The BBC investigation has ignited a fire that now reaches Meta's top ranks. India's Ministry of Electronics and Information Technology has announced it will summon the company's executives to demand a formal explanation: according to the reconstruction, Instagram ran paid advertisements containing child sexual abuse material (CSAM) to users in the country. Minister Ashwini Vaishnaw directed officials to obtain an official response. This is not the first time a platform finds itself under scrutiny for content moderation, but the fact that these were paid ads — sold and distributed by the platform's own advertising system — makes the affair more sensitive.

Behind the case lies something of keen interest to those dealing with artificial intelligence deployment in companies and governments: who controls the models deciding what gets through and what gets blocked? Automatic moderation systems, often based on a mix of computer vision and Large Language Models (LLMs), run on centralized cloud infrastructure, far from local judges and regulators. When a government like India's demands accountability for a failure, the audit process collides with technical black boxes and the logistical and legal distance of data centers.

The illusion of remote control

For a global platform, offloading moderation to a single cloud provider is efficient in terms of operating costs, but it creates a dependency that is difficult to untangle when an investigation starts. Logs of model decisions, neural network weights, inference pipelines: everything resides outside national jurisdiction. If an authority wanted to inspect in real time the sensitivity thresholds of the classifier that should have caught CSAM, it would find it cannot do so without the active cooperation of the company — which, legitimately, also guards its trade secrets.

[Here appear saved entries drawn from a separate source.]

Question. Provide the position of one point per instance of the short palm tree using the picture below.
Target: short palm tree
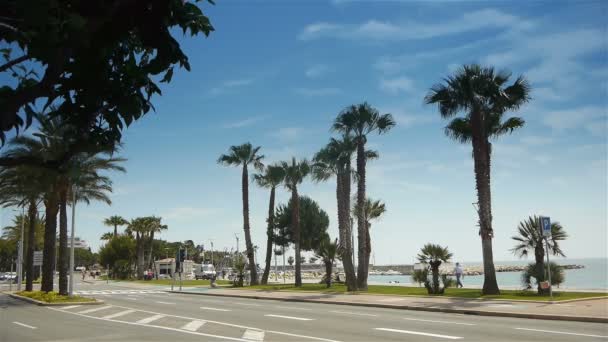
(272, 177)
(360, 121)
(243, 156)
(115, 221)
(327, 252)
(295, 173)
(530, 240)
(433, 255)
(484, 96)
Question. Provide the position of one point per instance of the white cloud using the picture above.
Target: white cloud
(387, 31)
(396, 85)
(318, 91)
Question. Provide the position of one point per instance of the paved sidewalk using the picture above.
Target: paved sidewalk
(593, 310)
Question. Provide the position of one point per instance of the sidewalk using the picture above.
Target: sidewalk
(590, 310)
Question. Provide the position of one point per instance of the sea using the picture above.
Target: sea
(594, 276)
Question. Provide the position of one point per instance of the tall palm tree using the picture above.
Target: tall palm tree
(360, 121)
(115, 221)
(372, 210)
(484, 96)
(272, 177)
(295, 173)
(243, 156)
(434, 255)
(530, 239)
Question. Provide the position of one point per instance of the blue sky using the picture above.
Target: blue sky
(277, 73)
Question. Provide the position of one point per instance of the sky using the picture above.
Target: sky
(276, 74)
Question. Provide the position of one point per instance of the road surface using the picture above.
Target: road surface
(149, 314)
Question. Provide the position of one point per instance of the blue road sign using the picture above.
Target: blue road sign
(546, 226)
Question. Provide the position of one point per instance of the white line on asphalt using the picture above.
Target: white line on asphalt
(291, 308)
(213, 309)
(156, 326)
(354, 313)
(69, 307)
(118, 314)
(254, 335)
(193, 326)
(302, 336)
(150, 319)
(428, 320)
(419, 333)
(24, 325)
(561, 332)
(95, 309)
(291, 317)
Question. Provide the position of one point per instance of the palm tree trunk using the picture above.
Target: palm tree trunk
(50, 235)
(481, 156)
(295, 221)
(246, 228)
(361, 226)
(62, 262)
(31, 242)
(269, 234)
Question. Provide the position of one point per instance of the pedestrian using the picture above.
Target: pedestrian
(459, 274)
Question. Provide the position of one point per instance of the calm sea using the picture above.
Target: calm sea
(593, 276)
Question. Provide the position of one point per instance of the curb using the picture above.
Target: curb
(417, 308)
(37, 302)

It is therefore unsurprising that India's demand is not merely a formal summons, but a political signal: digital sovereignty also means being able to touch the models shaping citizens' experience. And here a theme dear to AI-RADAR comes into play: self-hosted. Moving part of the moderation inference onto local infrastructure, perhaps with quantized models to run on less exotic hardware, is no longer science fiction. The same vendors offering proprietary LLMs are making reduced versions available, optimized for on-premise deployment, precisely to meet the needs of government clients and enterprises with data residency constraints.

Of course, trade-offs abound. An on-premise moderation system requires investment in compute capacity — GPUs with adequate VRAM, fast storage, continuous model update pipelines — and a team capable of managing the AI lifecycle without depending on the vendor. Total Cost of Ownership (TCO) must be weighed against the cost of fines and reputational damage when centralized moderation fails. Not to mention that, in markets like India, network latency and the ability to operate in air-gapped environments can become decisive arguments.

The Meta-India affair might look like just a political-bureaucratic episode. In reality, it accelerates a discussion many IT managers are already having: how far can we delegate automatic content surveillance to a foreign cloud, and when is it time to bring part of that capability inside national borders, with models that can be updated, inspected, and placed under the control of those subject to local law? For now, the answer is suspended between engineering and diplomacy.